Она подолгу гуляла с Вики по лесу, по водным заводям. Гонялась, едва поспевая за внучкой, за бабочкой. В небольшом перелеске она показывала Вики какаду с зеленовато-желтыми хохолками и маленьких зеленых и желтых попугайчиков, от которых внучка приходила в восторг и смешно подражала их щебетанью.

Но через некоторое время в их тихий заповедник ворвались страшные вести из Европы.

Дели стала скупать все газеты, которые приходили на шлюз, и постоянно слушать радио.

Гитлер вторгся в Европу, и за этим последовал ультиматум: если Польша будет оккупирована, то война будет неизбежна.

Она каждый час включала радио и слушала Би-Би-Си, она услышала выступление Чемберлена, который сказал: «…это значит, что наша страна находится в состоянии войны с Германией…»

Дели в эту ночь не спала. Небо было затянуто облаками, а ей так хотелось посмотреть на луну и звезды, словно они могли дать ответ на ее беспокойные мысли о Гордоне, Бренни, Алексе. Правда, об Алексе можно не беспокоиться, он врач, и его не пошлют под огонь. Он стал одним из лучших хирургов, возможно, он и будет оперировать солдат, но это вряд ли представляет опасность для жизни. Даже если его отправят в полевой госпиталь, он благополучно вернется после окончания войны, Дели была почему-то в этом совершенно уверена.

Как только рассвело, Дели вышла из дома, никого не разбудив, по-прежнему поглядывая на затянутое серыми низкими тучами небо.

Она радовалась, что Гордон вышел из призывного возраста. Он был уже готов заочно сдать на степень бакалавра искусств по специализации история искусства, на эту подготовку у него ушли долгие годы.
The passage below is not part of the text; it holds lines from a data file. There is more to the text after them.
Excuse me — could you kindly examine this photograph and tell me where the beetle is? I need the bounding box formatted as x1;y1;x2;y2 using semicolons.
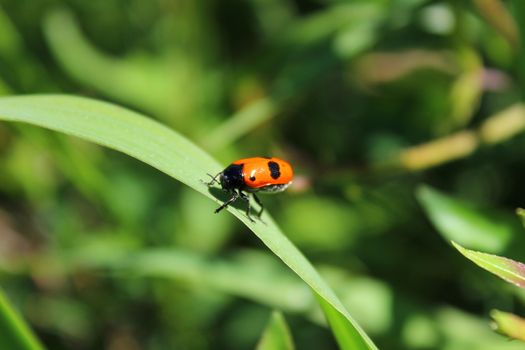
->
206;157;293;222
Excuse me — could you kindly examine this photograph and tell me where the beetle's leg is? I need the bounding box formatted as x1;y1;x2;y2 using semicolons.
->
201;171;222;186
253;193;264;218
215;192;239;213
239;190;255;222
А искусствовед на войне — это конечно же нонсенс; значит, за Гордона можно не волноваться… Но вот Бренни… Все ее беспокойство было направлено на Бренни.

Но страхи по поводу Бренни вскоре были рассеяны. Где-то через несколько дней он ей сказал:

— Ма, а ведь я женюсь…

Дели развела руками:

— Я давно этого жду! Сейчас, когда началась война, это сделать просто необходимо!
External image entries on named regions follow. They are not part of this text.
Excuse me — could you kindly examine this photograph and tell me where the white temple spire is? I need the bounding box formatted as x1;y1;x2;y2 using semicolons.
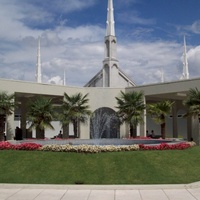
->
63;70;66;86
36;36;42;83
106;0;115;36
181;36;189;79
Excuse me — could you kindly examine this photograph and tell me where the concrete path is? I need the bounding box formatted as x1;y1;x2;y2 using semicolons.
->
0;182;200;200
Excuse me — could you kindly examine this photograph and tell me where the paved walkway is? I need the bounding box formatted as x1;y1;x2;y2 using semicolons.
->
0;182;200;200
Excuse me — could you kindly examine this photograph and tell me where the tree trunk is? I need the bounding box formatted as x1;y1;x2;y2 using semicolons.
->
161;123;165;139
0;115;5;141
130;124;137;138
73;120;78;138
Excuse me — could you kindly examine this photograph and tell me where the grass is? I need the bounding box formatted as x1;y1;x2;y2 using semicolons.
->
0;147;200;184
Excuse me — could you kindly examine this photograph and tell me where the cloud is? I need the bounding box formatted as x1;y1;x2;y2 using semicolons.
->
116;10;156;25
191;20;200;34
0;0;200;86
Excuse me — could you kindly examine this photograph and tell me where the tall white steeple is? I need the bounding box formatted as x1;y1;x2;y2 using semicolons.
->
106;0;115;36
181;36;189;79
35;36;42;83
103;0;119;87
85;0;135;87
63;70;66;86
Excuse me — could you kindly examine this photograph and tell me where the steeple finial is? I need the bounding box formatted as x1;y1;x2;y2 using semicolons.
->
63;70;66;86
181;36;189;79
106;0;115;36
36;36;42;83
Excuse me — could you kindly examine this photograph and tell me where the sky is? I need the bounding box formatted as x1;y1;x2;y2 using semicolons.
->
0;0;200;86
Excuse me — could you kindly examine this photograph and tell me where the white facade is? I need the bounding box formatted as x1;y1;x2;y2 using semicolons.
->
85;0;135;88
— Причем тут война? Мы уже год встречаемся с Мэвис, она здесь живет, неподалеку от Гулуа.

Дели, подумав, облегченно вздохнула: «Значит, теперь можно не опасаться — он не пойдет на войну…»


Пока ничего существенного на театре военных действий не происходило. Хотя, конечно, было жаль поляков и чехов. Но вот когда пала Франция и Италия поддержала фашистов, когда сдалась Бельгия, а англичане потерпели поражение при Дюнкерке — все это уже заставило насторожиться.
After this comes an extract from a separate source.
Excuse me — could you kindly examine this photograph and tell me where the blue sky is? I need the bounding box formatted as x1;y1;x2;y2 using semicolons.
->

На следующий день после того, как пришли известия о разгроме при Дюнкерке, Гордон, который теперь делал на пароходе всю хозяйственную работу и даже готовил еду, бросил свою кисть, которой он заканчивал закрашивать потеки ржавчины на борту, и подошел к Дели, сидящей в чуть поскрипывающем кресле-качалке. Он вытер тряпкой руки, отнял у нее газету, которую она читала, и присел на корточки перед тихонько покачивающимся креслом.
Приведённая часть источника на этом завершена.